クラインベルト王国、国王陛下直轄騎士団『青い薔薇の騎士団』団長。アテナやルシエルとは親友で、一緒に旅をしりキャンプをしたりもある。悪には太々しく見える時もあるかもだけど、親しい者にはとても好意的。正義感も強いが、ドジっぷりをアピールしてしまったり可愛いところもある。ローザという名前の意味は、薔薇。彼女の騎士団の名前は、彼女の名前と親しい友人であり主人でもあるアテナの髪色からつけた。


〇ヘルツ・グッソー 種別:ヒューム

Dランク冒険者。狩り好きの冒険者。団体行動は、あまり好まないのか一人で活動している。クラスは【アーチャー】でボウガン使い。ルシエルとは、彼女が狩りをしていた最中出会い、狩り友となる。一人称は、「オレッち」。女好きで酒好きで、ギャンブル好き。だけど、人は良い。可愛い女の子を見ては、鼻の下を伸ばしているが、意外にも結構紳士的な性格。特にルシエルとは気が合うようだ。


〇リンド・バーロック 種別:ヒューム

およそ150年前にいた、冒険家。キャンパーでもあり、アテナは彼のファンで彼の書いた本を愛読している。


〇ガンロックフェス

ガンロック王国で年に1度、開催されているミュージシャンによるミュージシャンとそれを愛する者の為の大イベント。参加者は、毎年300人を超え、それを見にやってくる入場者数は2万~3万人も集まるという、世界最大の野外音楽ライブイベント。このヨルメニア大陸全土はおろか、世界中から音楽家が集まり、そこで色々な音楽を三日三晩演奏し続けるという。まさに、お祭り。このイベントは、国の収益にも大いに貢献しているので、王国全体が国をあげて開催支援している。
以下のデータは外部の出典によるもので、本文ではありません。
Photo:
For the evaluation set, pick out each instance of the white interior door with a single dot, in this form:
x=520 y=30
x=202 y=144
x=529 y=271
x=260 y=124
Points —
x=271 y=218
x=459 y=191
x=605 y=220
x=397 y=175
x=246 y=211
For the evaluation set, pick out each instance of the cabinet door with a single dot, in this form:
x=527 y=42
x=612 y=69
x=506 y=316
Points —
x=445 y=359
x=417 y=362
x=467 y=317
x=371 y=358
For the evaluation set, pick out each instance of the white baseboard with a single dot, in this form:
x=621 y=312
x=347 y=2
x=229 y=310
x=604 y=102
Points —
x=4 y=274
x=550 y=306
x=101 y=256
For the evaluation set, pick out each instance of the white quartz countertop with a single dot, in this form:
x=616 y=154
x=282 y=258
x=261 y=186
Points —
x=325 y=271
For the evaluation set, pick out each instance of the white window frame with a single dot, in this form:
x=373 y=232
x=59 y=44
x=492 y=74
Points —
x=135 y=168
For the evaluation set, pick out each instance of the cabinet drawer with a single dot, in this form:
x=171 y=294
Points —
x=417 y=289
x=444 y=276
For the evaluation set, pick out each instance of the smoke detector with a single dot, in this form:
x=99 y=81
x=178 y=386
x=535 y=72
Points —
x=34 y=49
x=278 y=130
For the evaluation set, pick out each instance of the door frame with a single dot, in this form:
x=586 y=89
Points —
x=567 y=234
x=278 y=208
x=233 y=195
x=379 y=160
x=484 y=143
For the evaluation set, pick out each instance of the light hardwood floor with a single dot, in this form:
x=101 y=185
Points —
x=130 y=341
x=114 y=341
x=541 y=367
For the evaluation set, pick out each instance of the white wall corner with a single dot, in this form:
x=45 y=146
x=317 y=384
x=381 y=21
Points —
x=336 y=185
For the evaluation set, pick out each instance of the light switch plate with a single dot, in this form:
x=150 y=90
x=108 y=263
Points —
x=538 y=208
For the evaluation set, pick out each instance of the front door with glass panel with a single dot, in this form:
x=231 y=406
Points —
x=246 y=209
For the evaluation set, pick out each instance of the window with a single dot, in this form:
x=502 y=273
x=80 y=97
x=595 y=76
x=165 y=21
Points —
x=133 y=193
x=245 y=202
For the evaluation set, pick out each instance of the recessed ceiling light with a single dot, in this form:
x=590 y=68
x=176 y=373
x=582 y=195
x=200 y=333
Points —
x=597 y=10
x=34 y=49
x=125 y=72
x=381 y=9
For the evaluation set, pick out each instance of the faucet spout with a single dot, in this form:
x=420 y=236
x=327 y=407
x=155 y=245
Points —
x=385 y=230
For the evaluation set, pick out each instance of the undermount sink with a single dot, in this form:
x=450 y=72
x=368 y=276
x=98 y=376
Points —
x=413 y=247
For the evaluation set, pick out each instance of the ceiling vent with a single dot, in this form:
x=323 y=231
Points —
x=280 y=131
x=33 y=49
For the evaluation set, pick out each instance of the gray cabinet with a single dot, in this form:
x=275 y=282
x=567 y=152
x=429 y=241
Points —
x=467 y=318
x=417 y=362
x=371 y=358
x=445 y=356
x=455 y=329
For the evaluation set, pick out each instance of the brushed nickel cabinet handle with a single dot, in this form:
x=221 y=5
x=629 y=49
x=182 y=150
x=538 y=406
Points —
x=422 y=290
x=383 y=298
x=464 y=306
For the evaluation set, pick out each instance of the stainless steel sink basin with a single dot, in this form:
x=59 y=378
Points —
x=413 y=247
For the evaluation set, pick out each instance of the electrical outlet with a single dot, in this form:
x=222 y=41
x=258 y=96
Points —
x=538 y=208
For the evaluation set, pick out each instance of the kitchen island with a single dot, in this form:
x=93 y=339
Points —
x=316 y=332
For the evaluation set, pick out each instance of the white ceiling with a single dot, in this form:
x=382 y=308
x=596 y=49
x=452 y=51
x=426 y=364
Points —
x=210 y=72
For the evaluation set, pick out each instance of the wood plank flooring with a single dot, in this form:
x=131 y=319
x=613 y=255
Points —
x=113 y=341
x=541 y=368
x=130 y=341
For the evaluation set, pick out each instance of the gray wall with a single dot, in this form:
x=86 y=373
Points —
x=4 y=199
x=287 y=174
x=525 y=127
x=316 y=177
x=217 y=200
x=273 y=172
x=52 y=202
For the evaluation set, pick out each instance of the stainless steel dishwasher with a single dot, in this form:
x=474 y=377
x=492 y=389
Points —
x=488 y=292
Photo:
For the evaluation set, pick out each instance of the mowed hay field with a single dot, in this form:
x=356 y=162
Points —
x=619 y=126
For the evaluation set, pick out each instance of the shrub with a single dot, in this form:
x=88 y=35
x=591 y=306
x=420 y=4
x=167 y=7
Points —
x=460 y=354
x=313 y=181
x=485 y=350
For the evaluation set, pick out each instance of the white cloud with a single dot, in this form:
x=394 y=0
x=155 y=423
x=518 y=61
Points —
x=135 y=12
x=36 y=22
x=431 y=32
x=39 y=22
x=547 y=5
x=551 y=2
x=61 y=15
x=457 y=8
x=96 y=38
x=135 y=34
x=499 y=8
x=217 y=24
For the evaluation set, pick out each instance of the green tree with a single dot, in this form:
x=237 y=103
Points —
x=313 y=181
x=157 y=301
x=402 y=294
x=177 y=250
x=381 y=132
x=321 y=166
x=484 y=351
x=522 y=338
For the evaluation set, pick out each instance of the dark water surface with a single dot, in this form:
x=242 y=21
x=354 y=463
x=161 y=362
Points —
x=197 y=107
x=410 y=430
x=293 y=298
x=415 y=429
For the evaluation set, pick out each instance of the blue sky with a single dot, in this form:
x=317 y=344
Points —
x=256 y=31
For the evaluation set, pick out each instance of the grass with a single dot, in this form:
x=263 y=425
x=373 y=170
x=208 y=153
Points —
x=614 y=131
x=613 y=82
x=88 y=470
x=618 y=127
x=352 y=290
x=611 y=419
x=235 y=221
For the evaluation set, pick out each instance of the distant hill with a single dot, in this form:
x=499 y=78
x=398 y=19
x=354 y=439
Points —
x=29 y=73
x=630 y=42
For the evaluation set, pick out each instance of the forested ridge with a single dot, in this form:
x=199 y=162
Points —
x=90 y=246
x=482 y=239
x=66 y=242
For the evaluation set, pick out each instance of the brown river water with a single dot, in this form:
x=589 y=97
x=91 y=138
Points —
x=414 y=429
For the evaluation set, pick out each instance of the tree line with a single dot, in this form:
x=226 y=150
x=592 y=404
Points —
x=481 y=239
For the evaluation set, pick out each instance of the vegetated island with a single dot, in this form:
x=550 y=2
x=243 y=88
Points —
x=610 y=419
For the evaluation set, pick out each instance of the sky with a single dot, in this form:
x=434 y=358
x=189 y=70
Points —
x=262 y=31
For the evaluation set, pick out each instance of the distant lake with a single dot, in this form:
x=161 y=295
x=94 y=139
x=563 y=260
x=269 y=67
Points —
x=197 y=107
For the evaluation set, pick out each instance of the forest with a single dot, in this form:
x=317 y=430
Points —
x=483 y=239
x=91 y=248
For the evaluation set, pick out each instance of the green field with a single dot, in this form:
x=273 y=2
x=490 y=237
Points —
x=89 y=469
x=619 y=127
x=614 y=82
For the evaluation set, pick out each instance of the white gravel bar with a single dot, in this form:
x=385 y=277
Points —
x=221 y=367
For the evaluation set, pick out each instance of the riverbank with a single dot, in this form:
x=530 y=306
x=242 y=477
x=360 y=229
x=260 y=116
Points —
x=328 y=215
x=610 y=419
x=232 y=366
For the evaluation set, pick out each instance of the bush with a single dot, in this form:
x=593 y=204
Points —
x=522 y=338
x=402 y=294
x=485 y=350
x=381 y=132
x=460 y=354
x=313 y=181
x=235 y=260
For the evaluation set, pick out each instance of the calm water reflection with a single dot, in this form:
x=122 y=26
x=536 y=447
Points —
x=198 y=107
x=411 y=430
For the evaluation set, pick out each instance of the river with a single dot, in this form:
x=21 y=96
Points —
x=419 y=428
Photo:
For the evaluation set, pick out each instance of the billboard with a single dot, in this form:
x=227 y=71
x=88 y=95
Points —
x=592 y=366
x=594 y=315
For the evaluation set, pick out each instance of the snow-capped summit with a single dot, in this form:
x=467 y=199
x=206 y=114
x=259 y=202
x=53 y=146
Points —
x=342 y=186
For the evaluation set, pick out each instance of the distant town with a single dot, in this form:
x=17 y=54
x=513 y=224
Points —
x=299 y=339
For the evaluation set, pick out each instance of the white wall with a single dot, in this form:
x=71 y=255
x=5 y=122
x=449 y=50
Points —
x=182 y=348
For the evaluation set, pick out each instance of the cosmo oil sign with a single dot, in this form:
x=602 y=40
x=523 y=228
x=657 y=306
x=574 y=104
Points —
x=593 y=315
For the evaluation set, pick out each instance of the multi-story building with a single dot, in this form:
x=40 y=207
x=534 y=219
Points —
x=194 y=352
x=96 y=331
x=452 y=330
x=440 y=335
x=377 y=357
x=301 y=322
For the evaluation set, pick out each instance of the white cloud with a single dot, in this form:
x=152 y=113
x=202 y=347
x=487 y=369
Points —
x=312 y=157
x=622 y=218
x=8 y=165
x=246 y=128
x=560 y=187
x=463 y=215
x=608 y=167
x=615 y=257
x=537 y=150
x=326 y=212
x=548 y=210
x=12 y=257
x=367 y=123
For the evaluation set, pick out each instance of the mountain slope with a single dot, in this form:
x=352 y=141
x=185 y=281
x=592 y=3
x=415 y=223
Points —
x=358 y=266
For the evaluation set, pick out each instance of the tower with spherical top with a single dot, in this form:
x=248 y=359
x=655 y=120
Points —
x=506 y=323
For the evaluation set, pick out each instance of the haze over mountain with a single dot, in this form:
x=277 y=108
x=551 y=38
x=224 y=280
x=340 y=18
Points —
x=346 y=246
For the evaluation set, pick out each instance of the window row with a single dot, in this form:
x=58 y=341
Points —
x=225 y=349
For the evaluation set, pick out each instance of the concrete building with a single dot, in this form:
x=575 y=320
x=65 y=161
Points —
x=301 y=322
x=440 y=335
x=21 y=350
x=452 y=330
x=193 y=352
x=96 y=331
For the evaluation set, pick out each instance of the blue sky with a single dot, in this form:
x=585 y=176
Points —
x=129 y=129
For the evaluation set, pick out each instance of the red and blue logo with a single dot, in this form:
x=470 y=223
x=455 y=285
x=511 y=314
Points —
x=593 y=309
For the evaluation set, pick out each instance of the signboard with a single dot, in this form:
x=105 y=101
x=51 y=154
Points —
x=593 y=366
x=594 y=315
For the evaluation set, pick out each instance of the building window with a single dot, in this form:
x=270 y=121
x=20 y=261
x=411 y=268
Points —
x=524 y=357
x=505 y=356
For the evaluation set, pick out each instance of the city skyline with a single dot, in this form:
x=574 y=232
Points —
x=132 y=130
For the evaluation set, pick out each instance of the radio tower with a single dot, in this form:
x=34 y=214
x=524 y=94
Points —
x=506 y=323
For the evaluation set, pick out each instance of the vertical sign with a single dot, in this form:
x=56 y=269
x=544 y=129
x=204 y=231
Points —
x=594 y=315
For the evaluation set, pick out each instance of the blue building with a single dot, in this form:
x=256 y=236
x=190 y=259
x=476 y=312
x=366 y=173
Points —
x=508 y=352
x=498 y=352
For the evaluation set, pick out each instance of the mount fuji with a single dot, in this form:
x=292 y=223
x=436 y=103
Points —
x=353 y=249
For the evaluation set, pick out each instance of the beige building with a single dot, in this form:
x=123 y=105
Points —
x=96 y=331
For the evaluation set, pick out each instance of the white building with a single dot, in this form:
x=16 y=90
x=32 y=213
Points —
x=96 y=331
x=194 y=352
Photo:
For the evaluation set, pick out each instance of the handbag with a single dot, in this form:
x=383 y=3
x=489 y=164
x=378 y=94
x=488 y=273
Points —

ガンロック王国の王女ミシェル・ガンロックもロックミュージシャンとして、フェスに参加している。ヘルツはこのフェスに参加したくて、ガンロック王国までやってきた。


〇儲け話

街や村に行けば、大抵こういう話は転がっている。中でも、酒場にはもっと転がっていたりする。しかし、儲け話が転がっているからと言って、必ずしもそれで儲かるかと言われればそれは結果を見てみるまで誰も解らない。


〇うまい話

街や村に行けば、大抵こういう話は転がっている。中でも、酒場にはもっと転がっていたりする。しかし、うまい話しが転がっているからと言って、必ずしもそれがうまいかと聞かれてみても、結果を見てみるまで誰も解らない。


〇ギャンブル

賭け事。他の国でも合法の国は多いが、ガンロック王国も認められている。特にカッサスの街のクルックピーレースは、他国でも有名なギャンブルで街及び、王国が運営している。クルックピーレース目当てで外国から来る者も多く、興行収入は凄まじい。